Кентавры на мосту - стр. 16
– Ты мои стихи в «Жопу» возьмешь?
Или:
– Тебе передовица в «Жопу» нужна?
Официально, впрочем, название оставалось прежним.
Материалов наработали много. Сам Гуся написал обширный фельетон под названием «Смерть в живом уголке», в котором прозрачно намекал на жестокие эксперименты некоторых личностей с кормлением животных и выражал опасения за жизнь рыбок. Верблюжкин сочинил эпос в гекзаметрах о погребении героя. Особенно долго пришлось подыскивать Хоме соответствующий эпитет, потому что конеборным его никак нельзя было назвать. В поэме он выступал как травожорный. Вася Карабинов скинул прижизненные фотографии хомяка: их он наделал множество, и теперь было из чего выбирать. Вот Хома с думою на плоском лбу смотрит прямо в объектив; вот он принюхивается к принесенной морковке; вот стоит на задних лапках, опираясь на прутья клетки. Гриша составил кроссворд, отражавший жизнь Хомы во всей широте. Кроме того, в газете можно было познакомиться с примерным меню для хомяков, советами ветеринара, как лечить заболевшего грызуна, псевдонаучной заметкой о виде Хома Сапиенс и даже коллективным открытым письмом в защиту домашних животных.
Читали с увлечением. Наиболее прогрессивные из учителей предлагали принять номер «Башни» в качестве зачета по какой-нибудь теме, но ходу этой идее не дали. Звездочет, омраченный потерей телескопа, предложил покупать и травить хомяков регулярно, раз это вызывает такой энтузиазм и прилив творческой энергии, но Герда Семеновна посмотрела на него так, будто перед ней сам доктор Менгеле. Старшие вдохновились «Башней» настолько, что принялись за составление внеочередного альманаха. И первое, что было сочинено для него, – некролог Хоме Сапиенсу на языке падонков, вскоре забытом, но тогда еще находящемся в полной славе. Никралогг поместили в разделе «Мемории», среди собрания наиболее популярных падонковских мемов.
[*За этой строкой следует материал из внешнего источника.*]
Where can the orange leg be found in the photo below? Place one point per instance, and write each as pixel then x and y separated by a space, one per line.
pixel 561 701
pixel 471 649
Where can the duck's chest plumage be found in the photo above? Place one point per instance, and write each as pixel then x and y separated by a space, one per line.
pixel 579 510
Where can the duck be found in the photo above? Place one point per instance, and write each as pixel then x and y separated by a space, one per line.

Омский, присматривавший за детьми на расстоянии, впал в обычную для него задумчивость. В задумчивости плавали какие-то куски слов, обрывки мелодий и картинки. То, что входило в него через зрение, слух и другие доступные каналы, перемешивалось с наплывающим изнутри – всем, что он видел, слышал и думал раньше. О смерти Омский вспоминал часто. Раньше у него во множестве водились родственники, но уже к началу девяностых они иссякли. Дедушки, включая двоюродных, умерли тогда, когда ходить на похороны Омскому по возрасту не полагалось. Проводы многочисленных бабушек и теток разной степени родства он помнил уже хорошо. Немало родственников выехало навсегда в другие страны и таким образом лишило его возможности наблюдать за чередой своих погребений. Последним по времени умер отец. Лет за семь до этого с ним, неумным и бестактным, но, в общем, живым человеком с разнообразными, хотя и обыкновенными интересами (женщины, фотография, автомобили, политика), стала происходить какая-то усушка жизни. Его поведение становилось все однообразнее, речь – беднее. Постепенно его монологи свелись к повторению нескольких фраз, рассеянность и забывчивость превратились в серьезную угрозу для него самого, он разучился распознавать лица и предметы, отчетливо помнил только двух-трех самых близких людей. Когда врачи назвали диагноз, лечить было уже некого. В больнице (той самой, где когда-то, ставя опыты с использованием электрошока, открывали, в чем особенность асимметрии мозговых полушарий) он протянул месяца два или три. Омский появлялся там раз в неделю и всегда видел и обонял одно и то же: грязная палата с двумя десятками кроватей; рукомойник и унитаз за выложенной битым кафелем перегородкой; мордастые санитары; желтые простыни; тяжкий запах мочи. Лежачие больные ходили под себя, белье им меняли редко. Возможно, за это надо было платить, но платить было нечем. Омский находил в мокрой насквозь кровати существо, вместо печенья просящее «это деревянненькое» и до того исхудавшее, что, казалось, состояло из одного кадыка. Мать бывала в больнице чаще, ходила к психиатру. Все, что тот объяснил, – последовательность умирания. В сущности, отца не стало задолго до того, как он разучился дышать.